Petro-Lewis Corp., the Denver company that first mass-marketed oil and gas tax shelters, yesterday agreed not to employ fraudulent practices and to have its public communications approved by its lawyers for a three-year period.

In agreeing to the federal court's terms, Petro-Lewis neither admitted nor denied charges brought by the Securities and Exchange Commission that the company covered up its poor financial condition while continuing to offer limited partnerships. The order covers the period between January 1982 and February 1984.

Petro-Lewis began selling shelters, composed of oil and gas properties it was developing, in the early 1970s. As the price of oil soared, so did the number of Petro-Lewis's investors; in March 1984 they totaled more than 183,000. During the two years in question, the company sold approximately $1.087 billion of partnerships.

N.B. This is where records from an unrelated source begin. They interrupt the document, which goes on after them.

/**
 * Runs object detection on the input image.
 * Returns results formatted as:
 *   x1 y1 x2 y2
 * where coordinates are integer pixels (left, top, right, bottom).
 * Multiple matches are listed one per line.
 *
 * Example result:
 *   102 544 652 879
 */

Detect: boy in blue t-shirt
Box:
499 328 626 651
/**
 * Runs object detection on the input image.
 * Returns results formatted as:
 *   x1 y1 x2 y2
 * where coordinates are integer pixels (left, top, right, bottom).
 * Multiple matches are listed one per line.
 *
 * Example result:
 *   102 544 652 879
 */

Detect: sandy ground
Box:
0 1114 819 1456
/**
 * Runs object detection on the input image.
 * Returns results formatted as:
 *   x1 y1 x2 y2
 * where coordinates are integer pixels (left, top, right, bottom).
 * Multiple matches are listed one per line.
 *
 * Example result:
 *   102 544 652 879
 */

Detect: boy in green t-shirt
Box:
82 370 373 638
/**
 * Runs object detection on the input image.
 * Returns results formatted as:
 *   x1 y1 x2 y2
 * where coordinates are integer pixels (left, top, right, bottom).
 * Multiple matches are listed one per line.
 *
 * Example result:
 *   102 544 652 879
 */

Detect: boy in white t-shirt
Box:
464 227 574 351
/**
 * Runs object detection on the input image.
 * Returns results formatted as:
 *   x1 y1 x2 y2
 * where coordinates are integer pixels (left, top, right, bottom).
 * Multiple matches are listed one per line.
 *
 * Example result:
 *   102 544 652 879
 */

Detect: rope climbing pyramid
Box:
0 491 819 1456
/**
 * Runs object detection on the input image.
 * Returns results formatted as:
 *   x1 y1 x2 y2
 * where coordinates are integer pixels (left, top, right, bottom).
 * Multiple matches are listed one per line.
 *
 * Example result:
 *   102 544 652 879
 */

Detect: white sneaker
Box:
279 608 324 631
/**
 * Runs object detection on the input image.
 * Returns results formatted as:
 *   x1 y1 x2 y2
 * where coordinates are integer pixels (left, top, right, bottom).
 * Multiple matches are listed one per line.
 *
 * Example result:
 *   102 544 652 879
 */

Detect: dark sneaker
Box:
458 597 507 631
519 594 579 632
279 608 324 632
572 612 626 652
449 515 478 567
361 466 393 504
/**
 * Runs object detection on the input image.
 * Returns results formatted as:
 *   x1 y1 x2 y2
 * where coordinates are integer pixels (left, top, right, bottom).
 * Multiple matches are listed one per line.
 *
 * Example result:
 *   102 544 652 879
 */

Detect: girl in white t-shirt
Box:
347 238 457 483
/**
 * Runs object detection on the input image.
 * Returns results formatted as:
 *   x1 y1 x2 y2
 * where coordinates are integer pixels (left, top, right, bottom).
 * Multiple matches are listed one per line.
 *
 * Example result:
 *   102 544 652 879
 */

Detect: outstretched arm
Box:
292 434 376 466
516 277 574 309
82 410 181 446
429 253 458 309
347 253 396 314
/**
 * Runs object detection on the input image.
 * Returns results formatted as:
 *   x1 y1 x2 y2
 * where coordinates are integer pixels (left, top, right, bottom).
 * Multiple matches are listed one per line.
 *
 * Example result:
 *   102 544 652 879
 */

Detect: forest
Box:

Petro-Lewis' purchase of producing properties was based on projections of rising prices, but it was just about that time that petroleum prices began to fall. A Wall Street Journal column in April 1983 said Petro-Lewis was experiencing a cash squeeze because it could not continue paying its historic rate of return of 12 to 24 percent annually. The company denied the story, stating its bank advances were sufficient.

That, according to the SEC complaint, was one of many false or misleading statements put out by Petro-Lewis. In reality, the agency said, the partnerships were overborrowed at the banks; their revenues were insufficient to make cash distributions to investors and pay interest on bank loans, too. Eventually, the banks required repayment and Petro-Lewis decided to combine the old, debt-ridden partnerships with new ones.

In its complaint, the SEC accused Petro-Lewis of making misleading statements and omissions in its prospectuses, quarterly reports and other communications. The company misrepresented the financial status of existing partnerships as well as the prospects for future oil and gas operations, said the SEC. Petro-Lewis said that its partnerships and Petro-Lewis were in "sound financial condition, when in fact they were not."

The SEC ordered Petro-Lewis to have its attorneys -- either in-house or outside counsel -- review all press releases and shareholder communications prior to their issuance for the next three years. The company could be held in contempt if it does not comply.